German-born Meyer-Ebrecht’s work might include an element of (sophisticated) nostalgia, but his affections are not wasted on garrsion colonials, or even Alpine cottages. He “constructs” drawings, collages and sculptures from found black-and-white images of the interiors and exteriors of modernist buildings, most of them built in a post-war Germany rising phoenix-like from its ashes and its shame, struggling to make good its pre-1933 promise. They generally betray a kind of modest optimism largely absent from the architecture of today.
Some of the images depict the clean minimal spaces which were designed to house the “architects” of a new representative democracy in Germany. Some are of buildings designed by German architects, refugees or exiles, but constructed elsewhere in the world. All seem to be images of virginal spaces, in specific environments. They are yet to be occupied by people, although a human presence is suggested by the tools of habitation that architects must provide.

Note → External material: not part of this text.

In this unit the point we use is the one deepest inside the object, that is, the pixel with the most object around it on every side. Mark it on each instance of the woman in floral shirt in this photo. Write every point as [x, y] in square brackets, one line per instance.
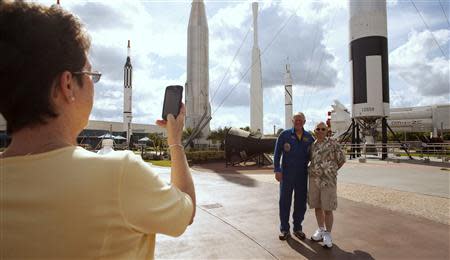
[326, 159]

The images, if not the buildings they depict, are all historical artifacts. The artist cuts and paints, and sometimes saws; he adds abstract “windows” and (sometimes) translucent panels of color to make them his own, to make them ours.
They are utopian. They seem to be the labor of a love he shares with us. They thrill me.
This is the last paragraph of the statement which Meyer-Ebrecht has included on his own site:

I see my drawings in many ways as portraits. The buildings often look at me like human figures that at the same time seem to both hide and reveal their inner lives. I see them also as portraits of the architects with their very particular historic experiences of emigration and their individual new beginnings after World War II. And finally these drawings are also portraying a particular time period. In my imagery of this time I find a particular atmosphere that interest me, maybe the feeling of soberness, of something absent or hidden. I am especially intrigued by the absence of history, I could call it a form of collective amnesia, which reverberates in these images.